Но придворные рыцари, каковы бы ни были их истинные взгляды на положение дел в Арендии, предпочли оставить их при себе.

Сенедра с серьезным видом выступила вперед.

– Мой рыцарь, – торжественно обратилась она к Мандореллену, – вижу, что ты столь же доблестный воитель, как и прежде, хотя безжалостное время заставило ослабеть твои члены и посеребрило инеем черные, словно вороново крыло, кудри...

– Какое еще безжалостное время? – растерялся Мандореллен.

– Да я просто дразню тебя, Мандореллен! – Сенедра звонко расхохоталась. – Вложи меч в ножны. Больше никто не желает с тобой играть.

Потом они тепло простились с Мандорелленом, Лелдорином и Релгом, который предпочел отправиться к Таибе и детишкам в Марадор через Во-Мимбр.
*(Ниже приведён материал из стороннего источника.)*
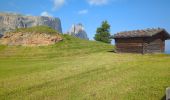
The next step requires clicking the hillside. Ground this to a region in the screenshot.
[0,26,63,46]
[0,12,62,34]
[0,35,170,100]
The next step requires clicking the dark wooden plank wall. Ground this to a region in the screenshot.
[143,34,165,53]
[115,38,143,53]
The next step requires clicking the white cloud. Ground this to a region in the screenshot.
[53,0,66,10]
[87,0,110,5]
[78,9,89,14]
[41,11,52,17]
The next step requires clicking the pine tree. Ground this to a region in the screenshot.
[94,21,111,44]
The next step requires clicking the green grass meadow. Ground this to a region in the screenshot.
[0,35,170,100]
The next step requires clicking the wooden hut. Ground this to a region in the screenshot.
[113,28,170,54]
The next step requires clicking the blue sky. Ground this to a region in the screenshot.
[0,0,170,50]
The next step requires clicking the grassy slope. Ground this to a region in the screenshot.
[0,36,170,100]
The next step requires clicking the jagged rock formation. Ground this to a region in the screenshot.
[0,26,63,46]
[0,13,62,34]
[67,24,89,40]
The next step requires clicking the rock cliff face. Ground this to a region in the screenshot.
[0,13,62,34]
[67,24,89,40]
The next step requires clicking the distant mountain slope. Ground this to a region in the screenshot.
[0,26,62,46]
[0,13,62,34]
[67,24,89,40]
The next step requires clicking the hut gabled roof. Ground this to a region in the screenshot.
[113,28,170,39]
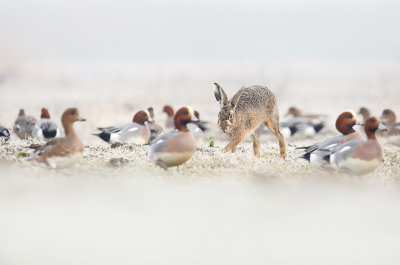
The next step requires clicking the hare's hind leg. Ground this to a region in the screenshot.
[264,118,287,159]
[251,132,261,158]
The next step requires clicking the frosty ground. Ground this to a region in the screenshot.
[0,60,400,264]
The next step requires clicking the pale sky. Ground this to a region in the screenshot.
[0,0,400,61]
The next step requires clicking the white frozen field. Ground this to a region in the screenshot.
[0,0,400,265]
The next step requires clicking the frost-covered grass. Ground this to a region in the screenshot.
[0,134,400,185]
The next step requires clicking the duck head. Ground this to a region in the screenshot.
[336,110,364,135]
[174,106,200,132]
[132,110,154,125]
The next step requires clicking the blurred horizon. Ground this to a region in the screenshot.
[0,0,400,123]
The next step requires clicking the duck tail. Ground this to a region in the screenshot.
[322,154,331,163]
[314,123,324,133]
[295,146,311,150]
[297,153,311,162]
[93,132,110,143]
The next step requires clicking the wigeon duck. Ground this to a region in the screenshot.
[0,123,11,142]
[147,107,164,142]
[163,105,175,128]
[148,107,199,171]
[31,108,85,170]
[296,110,365,172]
[324,117,386,176]
[358,107,371,123]
[194,110,209,132]
[281,117,325,139]
[94,110,153,144]
[186,110,204,144]
[381,109,400,145]
[32,108,60,141]
[256,123,292,140]
[285,107,327,119]
[14,109,36,139]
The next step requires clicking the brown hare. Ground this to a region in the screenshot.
[214,83,287,158]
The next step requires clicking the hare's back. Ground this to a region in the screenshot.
[236,86,275,110]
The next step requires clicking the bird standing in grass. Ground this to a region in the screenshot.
[94,110,153,144]
[148,107,200,172]
[32,108,60,141]
[0,123,11,142]
[14,109,36,139]
[30,108,86,170]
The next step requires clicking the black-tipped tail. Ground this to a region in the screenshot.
[295,146,311,150]
[197,122,208,132]
[313,124,324,133]
[298,153,311,162]
[289,126,298,135]
[93,132,110,143]
[323,155,331,163]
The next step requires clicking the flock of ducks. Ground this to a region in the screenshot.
[0,98,400,175]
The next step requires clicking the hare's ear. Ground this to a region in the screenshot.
[214,83,228,108]
[231,86,245,109]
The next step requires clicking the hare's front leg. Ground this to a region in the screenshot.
[222,135,243,153]
[264,121,287,159]
[251,132,261,158]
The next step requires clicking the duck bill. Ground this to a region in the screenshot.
[378,123,387,131]
[356,121,365,126]
[190,116,200,122]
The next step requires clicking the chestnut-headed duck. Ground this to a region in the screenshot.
[147,107,164,142]
[296,110,365,172]
[30,108,86,170]
[148,107,199,171]
[381,109,400,145]
[186,110,204,144]
[324,117,386,176]
[0,123,11,142]
[94,110,153,144]
[163,105,175,128]
[32,108,60,141]
[358,107,371,123]
[13,109,36,139]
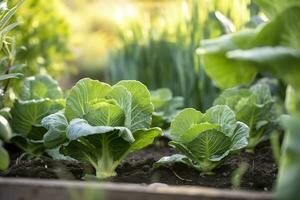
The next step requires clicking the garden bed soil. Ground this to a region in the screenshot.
[0,140,277,191]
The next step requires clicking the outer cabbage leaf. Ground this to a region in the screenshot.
[151,88,184,129]
[0,115,11,170]
[157,105,249,173]
[214,82,276,151]
[65,78,111,121]
[61,119,161,179]
[20,75,64,100]
[197,30,257,89]
[43,79,162,179]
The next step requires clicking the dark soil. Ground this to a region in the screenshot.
[0,138,277,191]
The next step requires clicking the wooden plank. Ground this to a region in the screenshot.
[0,178,272,200]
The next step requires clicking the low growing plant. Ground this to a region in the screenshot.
[0,0,23,170]
[10,75,65,154]
[151,88,184,129]
[154,105,249,174]
[214,82,276,152]
[42,78,162,179]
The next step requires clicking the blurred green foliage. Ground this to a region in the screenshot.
[107,0,251,110]
[8,0,71,77]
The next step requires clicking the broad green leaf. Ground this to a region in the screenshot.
[11,99,63,139]
[249,5,300,50]
[254,0,300,19]
[151,88,184,129]
[65,78,111,121]
[67,119,134,143]
[206,105,236,136]
[275,115,300,200]
[164,105,249,173]
[203,53,257,89]
[0,145,9,171]
[84,102,125,126]
[0,115,12,141]
[188,130,231,161]
[227,47,300,88]
[231,122,250,151]
[285,85,300,114]
[116,80,153,132]
[10,135,46,155]
[153,154,193,168]
[0,73,23,81]
[151,88,173,110]
[214,82,275,150]
[129,128,162,153]
[41,111,68,149]
[170,108,204,141]
[60,140,98,167]
[20,75,64,100]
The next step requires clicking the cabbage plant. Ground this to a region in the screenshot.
[42,78,161,179]
[154,105,249,174]
[214,82,276,151]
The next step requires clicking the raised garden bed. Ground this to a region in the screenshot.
[1,140,277,199]
[0,178,272,200]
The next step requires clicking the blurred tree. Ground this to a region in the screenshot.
[8,0,71,77]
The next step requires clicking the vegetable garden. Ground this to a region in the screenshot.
[0,0,300,200]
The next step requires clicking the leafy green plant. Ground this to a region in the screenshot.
[214,82,276,151]
[151,88,184,129]
[0,1,23,170]
[155,105,249,173]
[0,115,11,170]
[10,75,65,154]
[108,0,219,110]
[42,78,161,179]
[198,0,300,199]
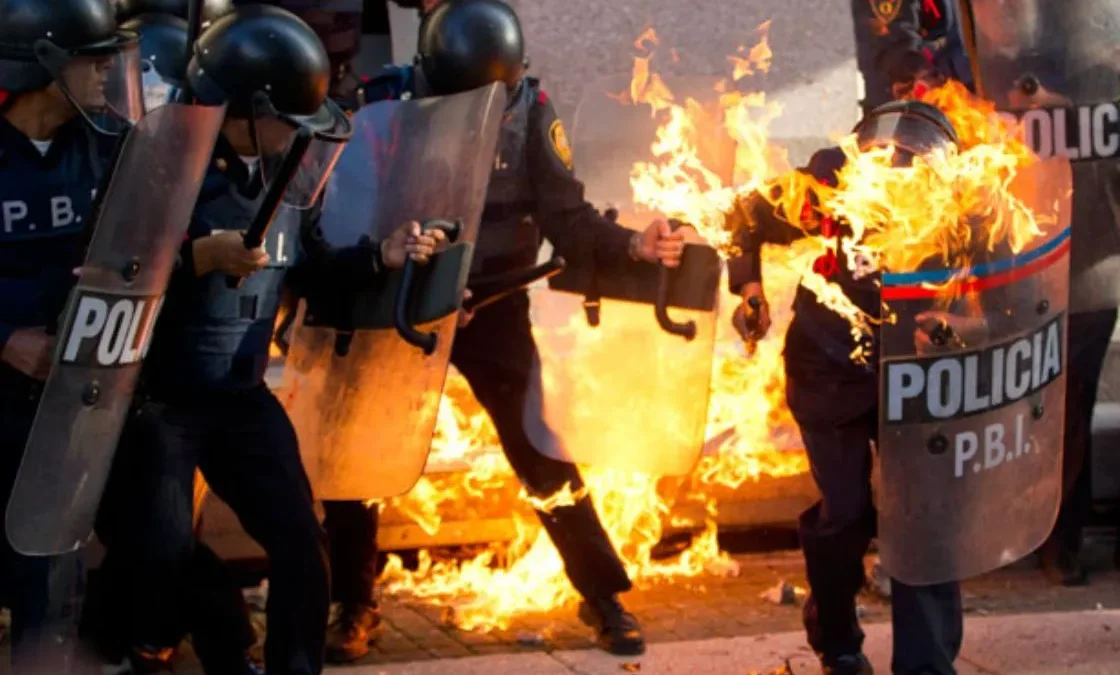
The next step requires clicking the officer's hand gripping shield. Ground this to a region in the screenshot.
[969,0,1120,312]
[283,85,505,499]
[876,153,1071,585]
[524,74,721,476]
[6,104,225,555]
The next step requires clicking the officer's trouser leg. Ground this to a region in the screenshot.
[0,366,84,675]
[200,385,330,675]
[97,402,199,649]
[1054,309,1117,551]
[323,501,379,607]
[451,294,631,598]
[191,542,263,675]
[791,416,875,657]
[890,579,964,675]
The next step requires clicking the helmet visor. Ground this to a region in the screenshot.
[36,36,143,133]
[253,94,351,208]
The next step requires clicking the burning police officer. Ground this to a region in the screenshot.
[728,76,1068,675]
[94,6,440,674]
[0,0,140,673]
[315,0,684,663]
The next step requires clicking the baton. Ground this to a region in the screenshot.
[393,219,463,356]
[653,218,697,341]
[225,126,311,289]
[463,256,568,312]
[743,296,763,356]
[176,0,205,103]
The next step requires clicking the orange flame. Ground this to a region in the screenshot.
[383,22,1037,630]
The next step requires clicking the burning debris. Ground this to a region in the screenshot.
[758,580,806,604]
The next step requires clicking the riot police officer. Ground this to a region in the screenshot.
[851,0,972,114]
[96,6,439,675]
[116,0,233,111]
[958,0,1120,585]
[0,0,139,673]
[324,0,683,663]
[727,104,963,675]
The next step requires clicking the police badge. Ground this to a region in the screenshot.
[870,0,903,25]
[549,120,572,171]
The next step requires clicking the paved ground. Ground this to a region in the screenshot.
[153,540,1120,675]
[336,544,1120,673]
[327,610,1120,675]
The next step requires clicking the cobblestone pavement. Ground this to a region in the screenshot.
[315,542,1120,664]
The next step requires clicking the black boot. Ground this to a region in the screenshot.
[327,604,381,664]
[128,646,175,675]
[579,596,645,656]
[821,654,875,675]
[1038,533,1089,587]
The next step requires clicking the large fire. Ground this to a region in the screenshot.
[382,25,1052,630]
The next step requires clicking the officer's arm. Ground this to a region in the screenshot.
[725,148,844,294]
[526,93,634,265]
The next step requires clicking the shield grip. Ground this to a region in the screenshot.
[393,221,463,356]
[653,218,697,341]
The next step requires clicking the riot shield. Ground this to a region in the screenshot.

– Мандореллен! – кричал король Анхег, когда они удалялись от городских стен. – Когда настанет зима, приезжай в Вал-Алорн, мы прихватим с собой Бэрака и отправимся втроем на дикого кабана!

– Непременно, ваше величество, – донесся мощный голос рыцаря с крепостной стены.
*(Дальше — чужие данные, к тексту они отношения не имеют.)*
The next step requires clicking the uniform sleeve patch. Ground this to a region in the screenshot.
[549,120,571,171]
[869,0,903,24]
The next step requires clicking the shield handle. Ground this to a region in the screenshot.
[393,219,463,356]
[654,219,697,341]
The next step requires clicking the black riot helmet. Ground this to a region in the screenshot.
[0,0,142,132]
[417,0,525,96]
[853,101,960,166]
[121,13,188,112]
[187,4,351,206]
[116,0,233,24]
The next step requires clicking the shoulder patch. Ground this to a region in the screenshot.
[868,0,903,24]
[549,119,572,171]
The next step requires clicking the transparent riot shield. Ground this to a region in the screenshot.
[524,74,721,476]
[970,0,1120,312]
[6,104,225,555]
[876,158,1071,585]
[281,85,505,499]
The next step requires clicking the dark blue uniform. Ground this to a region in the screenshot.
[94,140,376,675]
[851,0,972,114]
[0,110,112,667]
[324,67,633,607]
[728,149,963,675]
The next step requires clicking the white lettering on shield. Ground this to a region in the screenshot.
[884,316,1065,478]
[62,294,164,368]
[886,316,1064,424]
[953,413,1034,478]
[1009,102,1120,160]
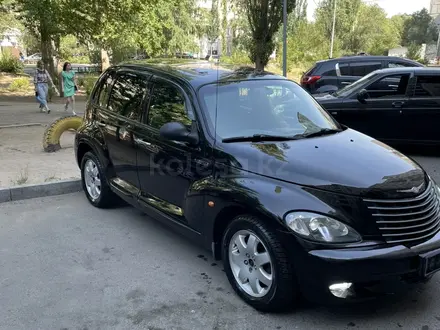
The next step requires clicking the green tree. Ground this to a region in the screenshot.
[402,9,438,46]
[240,0,296,70]
[205,0,220,54]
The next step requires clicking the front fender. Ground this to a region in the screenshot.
[192,171,337,244]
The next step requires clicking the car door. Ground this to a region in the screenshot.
[336,73,411,142]
[97,71,148,191]
[135,77,212,226]
[403,72,440,144]
[336,61,382,88]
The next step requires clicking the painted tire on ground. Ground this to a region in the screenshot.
[43,116,82,152]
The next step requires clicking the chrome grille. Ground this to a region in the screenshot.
[364,182,440,244]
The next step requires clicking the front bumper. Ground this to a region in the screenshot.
[294,232,440,303]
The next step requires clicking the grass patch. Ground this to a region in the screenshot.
[14,166,29,186]
[8,77,31,92]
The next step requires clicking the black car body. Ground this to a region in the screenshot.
[314,67,440,145]
[75,65,440,311]
[301,55,423,94]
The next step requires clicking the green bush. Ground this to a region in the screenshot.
[82,75,99,97]
[0,52,23,74]
[8,77,30,92]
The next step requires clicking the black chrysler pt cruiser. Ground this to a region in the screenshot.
[75,64,440,311]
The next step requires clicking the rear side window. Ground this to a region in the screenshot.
[388,61,413,68]
[339,63,351,76]
[319,62,336,76]
[414,76,440,97]
[350,62,382,77]
[108,73,148,120]
[94,71,115,107]
[147,81,194,129]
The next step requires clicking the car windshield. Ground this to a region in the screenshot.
[333,71,378,97]
[199,80,340,139]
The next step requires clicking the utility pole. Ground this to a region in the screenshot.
[330,0,337,58]
[283,0,287,77]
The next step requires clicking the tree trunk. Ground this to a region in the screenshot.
[101,48,110,72]
[41,29,56,79]
[255,54,264,71]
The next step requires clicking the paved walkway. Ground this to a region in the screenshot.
[0,98,85,188]
[0,100,85,126]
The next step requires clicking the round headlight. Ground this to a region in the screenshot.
[285,212,361,243]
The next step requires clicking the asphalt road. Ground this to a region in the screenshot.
[0,151,440,330]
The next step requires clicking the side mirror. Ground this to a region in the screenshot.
[357,89,368,103]
[159,122,199,144]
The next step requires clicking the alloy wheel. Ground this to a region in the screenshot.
[229,230,274,298]
[84,159,101,201]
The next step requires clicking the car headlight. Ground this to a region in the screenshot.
[285,212,361,243]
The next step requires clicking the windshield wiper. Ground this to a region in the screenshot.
[298,128,343,138]
[222,134,300,143]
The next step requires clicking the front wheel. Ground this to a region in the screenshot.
[222,216,298,312]
[81,151,118,208]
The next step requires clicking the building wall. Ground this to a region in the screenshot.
[429,0,440,18]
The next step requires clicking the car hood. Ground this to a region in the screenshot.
[218,129,427,198]
[313,93,337,102]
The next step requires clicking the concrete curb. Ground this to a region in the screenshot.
[0,179,82,203]
[0,123,44,129]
– Как мне нравится этот парень! – всю дорогу восхищенно твердил Анхег.

* * *

Потом они снова сели на корабль и поплыли на север, в город Сендар, чтобы уведомить короля Фулраха о Дал-Периворском договоре. Оттуда Шелк и Бархотка намеревались отплыть дальше на север на борту «Морской птицы» вместе с Бэраком и Анхегом, а остальные собирались совершить конную прогулку через горы Алгарии в долину Вейла.

Прощание в гавани было кратким – отчасти потому, что всем им вскоре предстояло встретиться, а более всего из боязни показаться чересчур сентиментальными. Гарион с грустью расставался с Шелком и Бэраком. В обществе этой странной парочки – гиганта и юркого коротышки – он провел чуть ли не полжизни и при мысли о расставании ощущал затаенную боль. Их удивительные приключения закончились.